There are also huge political overtones in this movie. Whether it is serious or not is anyone’s guess but either way but it does do a great job of illustrating the old maxim that the best way to make somebody feel foolish is to zealously agree with them. There is a rabid anti-immigrant senator played by Robert De Niro, his corrupt corporate backer played by Jeff Fahey, and a border vigilante played by Don Johnson. Illegal aliens are compared to cockroaches and terrorists. There is a plan to build an electric fence. The Senator is afraid that Illegals will try to take over his country, and then goes on to clarify that term as Texas. And you know what? The Senator is right. The Mexicans in this movie really are organized and have been hoarding arms and munitions in preparation of a race war. At the climax of the movie, a “code” is sent out to “The Network” and every single dishwasher, gardener, and maid in the state stops working and forms an army to confront the vigilantes. They parade down the street in hysterically stereotypical tricked-out cars with hydraulics. They’re armed with guns and gardening tools. Loud Mariachi music is trumpeted in the background. Is this what were afraid of when we talk about an illegal invasion? Because that would be ridiculous. Your enjoyment of this movie will probably depend on your view of Mexican immigration in general. I tend to be more liberal when it comes to that thing. I can't say I know enough about the subject to give a truly educated argument, but on a gut level I'm at least convinced that this summer’s “anchor baby” debate was purely idiotic. Surely any woman who has the courage and spirit to hike 100 miles across a dangerous desert while pregnant should be granted citizenship on the spot. That type of backbone is what this country needs. Besides they make good tacos. 

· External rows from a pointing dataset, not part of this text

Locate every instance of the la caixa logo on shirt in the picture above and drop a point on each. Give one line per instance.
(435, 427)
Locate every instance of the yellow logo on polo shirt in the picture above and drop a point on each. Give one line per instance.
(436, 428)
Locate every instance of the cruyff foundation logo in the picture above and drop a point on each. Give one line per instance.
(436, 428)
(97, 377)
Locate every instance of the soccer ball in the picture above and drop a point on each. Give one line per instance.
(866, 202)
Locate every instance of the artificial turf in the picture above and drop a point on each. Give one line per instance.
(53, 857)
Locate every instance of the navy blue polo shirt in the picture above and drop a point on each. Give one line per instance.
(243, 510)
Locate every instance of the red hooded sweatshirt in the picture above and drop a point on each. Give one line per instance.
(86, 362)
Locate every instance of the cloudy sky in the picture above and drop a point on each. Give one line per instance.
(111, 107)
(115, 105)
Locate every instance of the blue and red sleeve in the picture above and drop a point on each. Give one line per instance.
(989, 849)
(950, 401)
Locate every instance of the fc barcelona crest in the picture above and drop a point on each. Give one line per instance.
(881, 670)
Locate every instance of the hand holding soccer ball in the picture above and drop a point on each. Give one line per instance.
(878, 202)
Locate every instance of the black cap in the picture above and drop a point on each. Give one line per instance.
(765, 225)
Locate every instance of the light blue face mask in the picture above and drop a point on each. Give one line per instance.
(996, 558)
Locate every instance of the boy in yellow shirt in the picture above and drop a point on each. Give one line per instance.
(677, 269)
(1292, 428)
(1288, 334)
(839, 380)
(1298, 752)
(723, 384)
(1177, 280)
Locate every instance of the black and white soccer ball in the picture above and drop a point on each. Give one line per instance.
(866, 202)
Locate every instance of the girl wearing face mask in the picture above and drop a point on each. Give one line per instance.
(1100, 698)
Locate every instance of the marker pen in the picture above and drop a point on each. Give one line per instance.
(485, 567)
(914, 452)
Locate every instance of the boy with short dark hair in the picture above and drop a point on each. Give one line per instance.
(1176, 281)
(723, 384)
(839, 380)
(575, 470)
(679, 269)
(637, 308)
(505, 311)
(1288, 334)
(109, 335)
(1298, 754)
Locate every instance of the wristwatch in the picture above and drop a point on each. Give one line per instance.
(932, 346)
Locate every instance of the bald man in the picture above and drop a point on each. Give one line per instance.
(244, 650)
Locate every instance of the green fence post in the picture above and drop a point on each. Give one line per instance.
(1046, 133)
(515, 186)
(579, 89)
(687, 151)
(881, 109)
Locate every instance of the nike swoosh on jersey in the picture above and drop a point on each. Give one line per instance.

My enjoyment of this movie was also greatly enhanced by the fact that I am a huge fan of Robert Rodriguez and am familiar with most of the actors. I loved the fact that Danny Trejo finally got a starring role. This will probably be the only one he ever gets. I fondly remember Tom Savini, the Crazy Babysitter Sisters, and the Doctor from Planet Terror and am glad they all showed up again. Cheech Marin is consistently funny as a gun-toting priest that tapes confessions and drinks communal wine. And it’s about time somebody put an eye-patch on Michele Rodriguez, dressed her in black leather, and gave her a big fucking gun. What I missed however was a cameo by Quentin Tarantino. Ever since his stand-out role in “Planet Terror” as Rapist #1 I’ve had a renewed appreciation for his acting ability, at least in roles where he’s a psycho villain. It would have been cool if say, he played the Mexican/Samurai drug lord instead of Steven Segal, who didn’t do that hot of a job in this movie. Jessica Alba wasn’t very impressive either although she did have this one great line where she climbed a jalopy and proclaimed to a crowd of Mexican day laborers, “We didn’t cross the border, the border crossed us!” Does that line make sense? Could this possibly be considered “good” writing? Maybe, maybe not. But she shouted it with such fervor and gusto that it was certainly entertaining to watch. It wasn’t boring.